The GDP of the world’s leading economy thus chains two quarters of falls, as confirmed by data published by the Bureau of Labor Statistics (BEA), which is traditionally considered a technical recession. A diagnosis that, however, is not shared by the US government, which does not believe that the country is in a recession scenario given the robustness of its economy.
As soon as the data was known, the president himself, Joe Biden, sent a statement in which he assures that despite the “historic global challenges” facing the country, is “In the correct way” and will come out “of this transition stronger and safer”.
“Coming off the historic economic growth of last year and recovering all the private sector jobs lost during the pandemic crisis, it is not surprising that the economy is slowing as the Federal Reserve acts to reduce inflation,” said the president, who highlighted the strong labor market, with an unemployment rate of 3.6%and he didn’t mention the dreaded word recession.
The US GDP chains two quarters of falls
In statements to Eph this Thursday, Alexandra Castilloundersecretary for Commerce and Economic Development at the Department of Commerce, insisted that “markets are healthy” and that the real economy is in good health with strong job creation. The data for the second quarter of 2022, the first of the three estimates made by the US Executive, comes after the economy contracted 0.4% in the first quarter.
According to the report published this Thursday by the BEA, which calculates an annual rate of decline of 0.9%, one of the factors behind this decline is high inflation, which in the second quarter increased 8.2%, after growing 8% in the first quarter.

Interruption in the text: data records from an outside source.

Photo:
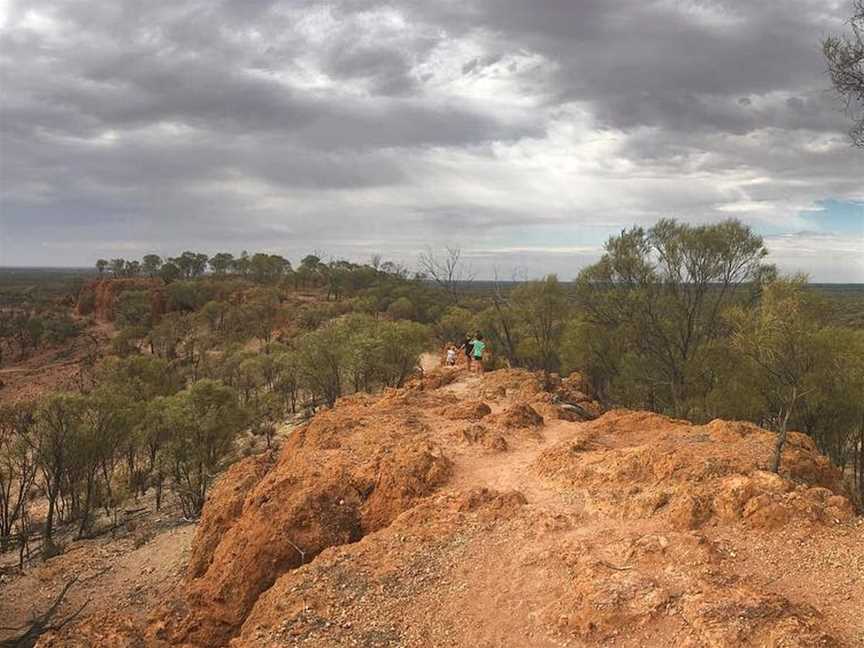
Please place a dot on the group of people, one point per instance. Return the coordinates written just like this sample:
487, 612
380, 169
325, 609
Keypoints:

Excluding food and energy, prices increased by 6.6%says the BEA.
Another reason he offered for the drop in GDP is the disruption of the global supply chain, strongly affected both by the pandemic (with China still facing outages and closures due to coronavirus outbreaks) and the Ukraine war. In addition, he pointed to the increase in interest rates as another of the reasons, while as a counterpart he underlined the low unemployment rates.
They registered declines in private investment, in real estate (residential and non-residential), in federal, state and local government spending, which were partially offset by increases in exports and consumer spending. Imports, for their part, increased.
The BEA explained that, within federal government spending, the decrease in non-military spending was impacted by the sale of 72.3 million barrels of crude from the Strategic Petroleum Reserve (SPR), according to data from the Department of Energy.
The GDP data was released a day after the US Federal Reserve (Fed) raised at 0.75 points the official interest rate for the second month in a row and will not rule out another “unusually high” increase in September if inflation continues to rise.
The IMF estimated that the US economy will grow by 2.3%
At the press conference he offered on Wednesday after announcing the new rate hike, the president of the Fed, Jerome Powell, ironed out the fear that the return to a more aggressive fiscal policy will end up generating a recession in the world’s largest economy. “I don’t think the US economy is likely to be in a recession right now,” Powell said.
Last Tuesday, the International Monetary Fund (IMF) published its forecasts and calculated that the US economy will grow by 2.3% this year and 1% next year, estimates that reduce those of April by 1.4 and 1.3 points, respectively.
The institution assured that, although it does not foresee that the US economy will enter a recession this year and in 2023, a “small shock might be enough” to take her to that stage. Wall Street opened this Thursday on mixed terrain and its main indicator, the Dow Jones Industrials, gained a slight 0.08%, after the contraction of the US economy was announced.